Using stereo vision to support the automated analysis of surveillance videos

Article, Other literature type English OPEN
Menze, Moritz ; Muhle, Daniel (2012)
  • Publisher: Copernicus GmbH
  • Journal: (issn: 1682-1750, eissn: 2194-9034)
  • Related identifiers: doi: 10.5194/isprsarchives-XXXIX-B3-47-2012, doi: 10.15488/1092
  • Subject: TA1-2040 | T | Geowissenschaften | TA1501-1820 | Applied optics. Photonics | Engineering (General). Civil engineering (General) | Technology | Stereoscopic Vision | Image Matching | Image Sequences
    • ddc: ddc:550

Video surveillance systems are no longer a collection of independent cameras, manually controlled by human operators. Instead, smart sensor networks are developed, able to fulfil certain tasks on their own and thus supporting security personnel by automated analyses.

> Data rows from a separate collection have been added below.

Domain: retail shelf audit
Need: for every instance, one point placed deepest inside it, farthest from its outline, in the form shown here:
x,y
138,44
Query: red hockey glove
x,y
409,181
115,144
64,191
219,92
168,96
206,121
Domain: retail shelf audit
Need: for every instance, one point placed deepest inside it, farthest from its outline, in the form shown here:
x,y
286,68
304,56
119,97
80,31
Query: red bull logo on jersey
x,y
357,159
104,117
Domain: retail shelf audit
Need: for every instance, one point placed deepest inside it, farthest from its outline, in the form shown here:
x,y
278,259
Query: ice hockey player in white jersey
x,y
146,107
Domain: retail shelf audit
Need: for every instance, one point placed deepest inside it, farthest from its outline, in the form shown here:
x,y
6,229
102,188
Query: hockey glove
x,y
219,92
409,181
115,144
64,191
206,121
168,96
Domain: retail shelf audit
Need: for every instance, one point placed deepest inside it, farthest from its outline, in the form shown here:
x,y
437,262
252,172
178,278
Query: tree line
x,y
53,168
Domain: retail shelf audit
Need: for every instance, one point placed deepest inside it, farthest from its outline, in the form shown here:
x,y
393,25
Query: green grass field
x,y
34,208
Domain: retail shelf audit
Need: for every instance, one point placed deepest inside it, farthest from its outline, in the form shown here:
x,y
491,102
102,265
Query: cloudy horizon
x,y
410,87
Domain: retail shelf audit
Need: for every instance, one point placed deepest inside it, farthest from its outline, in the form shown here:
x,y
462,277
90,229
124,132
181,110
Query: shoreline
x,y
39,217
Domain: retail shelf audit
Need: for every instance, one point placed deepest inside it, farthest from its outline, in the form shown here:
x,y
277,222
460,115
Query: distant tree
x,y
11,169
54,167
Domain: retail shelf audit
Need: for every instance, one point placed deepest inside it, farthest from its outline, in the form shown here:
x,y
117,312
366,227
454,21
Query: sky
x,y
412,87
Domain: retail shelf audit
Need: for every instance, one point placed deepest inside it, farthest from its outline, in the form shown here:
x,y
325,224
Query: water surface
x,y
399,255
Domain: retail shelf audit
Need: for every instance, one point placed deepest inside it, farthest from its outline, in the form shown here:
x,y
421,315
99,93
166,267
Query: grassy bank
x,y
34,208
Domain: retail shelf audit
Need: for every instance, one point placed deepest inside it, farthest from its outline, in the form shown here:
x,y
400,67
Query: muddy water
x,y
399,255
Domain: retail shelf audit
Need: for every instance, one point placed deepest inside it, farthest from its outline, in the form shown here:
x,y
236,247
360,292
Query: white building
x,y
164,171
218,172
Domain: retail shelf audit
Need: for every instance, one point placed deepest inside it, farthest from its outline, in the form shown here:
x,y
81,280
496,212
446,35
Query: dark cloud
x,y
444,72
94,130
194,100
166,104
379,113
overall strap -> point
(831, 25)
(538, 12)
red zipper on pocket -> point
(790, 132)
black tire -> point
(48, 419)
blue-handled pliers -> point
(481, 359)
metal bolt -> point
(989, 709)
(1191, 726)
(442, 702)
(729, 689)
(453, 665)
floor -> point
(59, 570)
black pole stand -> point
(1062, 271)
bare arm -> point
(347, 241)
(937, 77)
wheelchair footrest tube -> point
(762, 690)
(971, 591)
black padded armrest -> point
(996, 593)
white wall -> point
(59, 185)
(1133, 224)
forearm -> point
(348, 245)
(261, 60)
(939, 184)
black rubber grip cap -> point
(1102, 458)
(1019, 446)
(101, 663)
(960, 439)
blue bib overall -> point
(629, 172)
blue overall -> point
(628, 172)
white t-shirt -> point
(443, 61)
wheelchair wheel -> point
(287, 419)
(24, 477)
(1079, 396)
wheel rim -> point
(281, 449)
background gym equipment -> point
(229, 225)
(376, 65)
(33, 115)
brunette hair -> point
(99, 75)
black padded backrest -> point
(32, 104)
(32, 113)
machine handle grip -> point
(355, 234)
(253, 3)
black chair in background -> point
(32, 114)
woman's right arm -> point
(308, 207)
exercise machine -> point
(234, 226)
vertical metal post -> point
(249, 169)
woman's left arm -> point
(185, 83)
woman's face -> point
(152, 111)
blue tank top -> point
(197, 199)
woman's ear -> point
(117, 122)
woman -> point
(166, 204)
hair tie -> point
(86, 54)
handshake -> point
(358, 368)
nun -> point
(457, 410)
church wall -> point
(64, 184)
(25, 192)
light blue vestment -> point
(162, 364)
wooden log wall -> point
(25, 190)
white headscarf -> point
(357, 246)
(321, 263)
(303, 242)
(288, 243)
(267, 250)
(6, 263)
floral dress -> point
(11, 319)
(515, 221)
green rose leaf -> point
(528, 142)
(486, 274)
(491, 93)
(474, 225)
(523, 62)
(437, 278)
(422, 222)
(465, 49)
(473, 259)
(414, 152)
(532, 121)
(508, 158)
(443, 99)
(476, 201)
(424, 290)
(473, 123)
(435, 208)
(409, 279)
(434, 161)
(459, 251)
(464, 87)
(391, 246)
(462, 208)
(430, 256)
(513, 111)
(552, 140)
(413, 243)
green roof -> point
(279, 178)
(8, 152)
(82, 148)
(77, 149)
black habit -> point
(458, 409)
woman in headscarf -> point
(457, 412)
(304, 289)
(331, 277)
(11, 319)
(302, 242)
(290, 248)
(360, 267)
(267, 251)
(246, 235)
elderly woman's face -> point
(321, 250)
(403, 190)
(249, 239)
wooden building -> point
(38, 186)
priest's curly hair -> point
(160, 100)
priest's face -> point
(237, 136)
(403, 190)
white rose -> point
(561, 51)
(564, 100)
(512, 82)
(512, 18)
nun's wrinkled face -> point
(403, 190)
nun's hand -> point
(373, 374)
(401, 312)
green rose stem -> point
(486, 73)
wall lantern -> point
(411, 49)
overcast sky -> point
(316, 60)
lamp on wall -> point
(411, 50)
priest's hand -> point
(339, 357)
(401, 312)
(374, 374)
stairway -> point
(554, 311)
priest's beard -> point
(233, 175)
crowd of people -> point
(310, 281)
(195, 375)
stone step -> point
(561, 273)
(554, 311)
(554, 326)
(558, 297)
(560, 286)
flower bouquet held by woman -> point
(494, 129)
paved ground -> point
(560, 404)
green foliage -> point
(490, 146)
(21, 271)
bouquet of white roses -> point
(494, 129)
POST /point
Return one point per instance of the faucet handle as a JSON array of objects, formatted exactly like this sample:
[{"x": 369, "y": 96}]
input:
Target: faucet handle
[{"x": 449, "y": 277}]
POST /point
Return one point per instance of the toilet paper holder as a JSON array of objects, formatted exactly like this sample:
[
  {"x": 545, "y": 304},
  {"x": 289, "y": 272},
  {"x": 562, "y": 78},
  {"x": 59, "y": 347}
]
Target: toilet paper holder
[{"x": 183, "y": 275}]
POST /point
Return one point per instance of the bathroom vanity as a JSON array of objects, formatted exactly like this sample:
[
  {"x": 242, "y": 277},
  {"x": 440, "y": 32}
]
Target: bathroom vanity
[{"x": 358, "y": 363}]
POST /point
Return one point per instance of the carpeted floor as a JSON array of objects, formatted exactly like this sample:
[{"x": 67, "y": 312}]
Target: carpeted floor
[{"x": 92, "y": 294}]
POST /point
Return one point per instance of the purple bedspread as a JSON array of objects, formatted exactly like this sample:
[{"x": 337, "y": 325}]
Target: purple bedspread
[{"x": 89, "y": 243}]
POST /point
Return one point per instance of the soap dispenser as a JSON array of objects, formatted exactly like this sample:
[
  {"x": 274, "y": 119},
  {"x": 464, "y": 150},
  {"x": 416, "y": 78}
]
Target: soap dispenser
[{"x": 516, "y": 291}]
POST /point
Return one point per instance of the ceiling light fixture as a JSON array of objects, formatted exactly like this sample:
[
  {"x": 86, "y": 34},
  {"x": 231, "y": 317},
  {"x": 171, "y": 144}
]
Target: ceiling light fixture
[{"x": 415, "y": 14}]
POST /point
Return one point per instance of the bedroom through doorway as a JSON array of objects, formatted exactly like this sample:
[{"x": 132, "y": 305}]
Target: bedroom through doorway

One well-known task is the derivation of people’s positions on a given ground plane from monocular video footage. An improved accuracy for the ground position as well as a more detailed representation of single salient people can be expected from a stereoscopic processing of overlapping views. Related work mostly relies on dedicated stereo devices or camera pairs with a small baseline. While this set-up is helpful for the essential step of image matching, the high accuracy potential of a wide baseline and the according good intersection geometry is not utilised. In this paper we present a stereoscopic approach, working on overlapping views of standard pan-tilt-zoom cameras which can easily be generated for arbitrary points of interest by an appropriate reconfiguration of parts of a sensor network. Experiments are conducted on realistic surveillance footage to show the potential of the suggested approach and to investigate the influence of different baselines on the quality of the derived surface model. Promising estimations of people’s position and height are retrieved. Although standard matching approaches show helpful results, future work will incorporate temporal dependencies available from image sequences in order to reduce computational effort and improve the derived level of detail.